Mat.5: 2 İsa konuşmaya başlayıp onlara şunları öğretti:
Mat.5: 3 "Ne mutlu ruhta yoksul olanlara!Çünkü Göklerin Egemenliği
onlarındır.
Mat.5: 4 Ne mutlu yaslı olanlara!Çünkü onlar teselli edilecekler.
Mat.5: 5 Ne mutlu yumuşak huylu olanlara!Çünkü onlar yeryüzünü miras
alacaklar.
Mat.5: 6 Ne mutlu doğruluğa acıkıp susayanlara!Çünkü onlar doyurulacaklar.
Mat.5: 7 Ne mutlu merhametli olanlara!Çünkü onlar merhamet bulacaklar.
Mat.5: 8 Ne mutlu yüreği temiz olanlara!Çünkü onlar Tanrı'yı görecekler.
Mat.5: 9 Ne mutlu barışı sağlayanlara!Çünkü onlara Tanrı oğulları denecek.

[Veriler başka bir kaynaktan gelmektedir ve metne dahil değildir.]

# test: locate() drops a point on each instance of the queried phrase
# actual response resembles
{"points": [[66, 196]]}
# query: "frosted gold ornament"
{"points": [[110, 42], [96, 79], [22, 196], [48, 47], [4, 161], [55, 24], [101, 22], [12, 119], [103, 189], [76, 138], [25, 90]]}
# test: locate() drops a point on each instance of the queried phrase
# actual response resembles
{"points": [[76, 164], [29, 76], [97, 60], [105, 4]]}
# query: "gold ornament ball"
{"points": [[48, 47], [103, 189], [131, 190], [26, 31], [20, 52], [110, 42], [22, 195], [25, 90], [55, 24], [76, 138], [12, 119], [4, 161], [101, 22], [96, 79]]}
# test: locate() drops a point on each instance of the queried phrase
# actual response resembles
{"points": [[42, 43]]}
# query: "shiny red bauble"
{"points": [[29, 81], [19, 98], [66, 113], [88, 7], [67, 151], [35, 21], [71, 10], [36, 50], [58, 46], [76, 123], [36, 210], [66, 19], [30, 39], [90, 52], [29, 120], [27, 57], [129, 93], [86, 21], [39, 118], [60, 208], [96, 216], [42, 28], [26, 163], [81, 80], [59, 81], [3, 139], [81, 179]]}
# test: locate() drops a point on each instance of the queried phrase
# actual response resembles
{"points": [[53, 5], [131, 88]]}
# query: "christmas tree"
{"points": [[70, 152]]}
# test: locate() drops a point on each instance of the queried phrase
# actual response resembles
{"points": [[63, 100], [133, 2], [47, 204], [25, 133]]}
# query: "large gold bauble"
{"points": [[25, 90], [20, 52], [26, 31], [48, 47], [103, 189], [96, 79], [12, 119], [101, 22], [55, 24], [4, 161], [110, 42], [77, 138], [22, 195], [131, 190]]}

Mat.5: 10 Ne mutlu doğruluk uğruna zulüm görenlere!Çünkü Göklerin Egemenliği
onlarındır.
Mat.5: 11 "Benim yüzümden insanlar size sövüp zulmettikleri, yalan yere size
karşı her türlü kötü sözü söyledikleri zaman ne mutlu size!
Mat.5: 12 Sevinin, sevinçle coşun! Çünkü göklerdeki ödülünüz büyüktür.
Sizden önce yaşayan peygamberlere de böyle zulmettiler."
Tuz ve Işık
(Mar.9:50; Luk.14:34-35)
Mat.5: 13 "Yeryüzünün tuzu sizsiniz. Ama tuz tadını yitirirse, bir daha ona
nasıl tuz tadı verilebilir? Artık dışarı atılıp ayak altında çiğnenmekten
başka işe yaramaz.
Mat.5: 14 "Dünyanın ışığı sizsiniz. Tepeye kurulan kent gizlenemez.
Mat.5: 15 Kimse kandil yakıp tahıl ölçeğinin altına koymaz. Tersine,
kandilliğe koyar; evdekilerin hepsine ışık sağlar.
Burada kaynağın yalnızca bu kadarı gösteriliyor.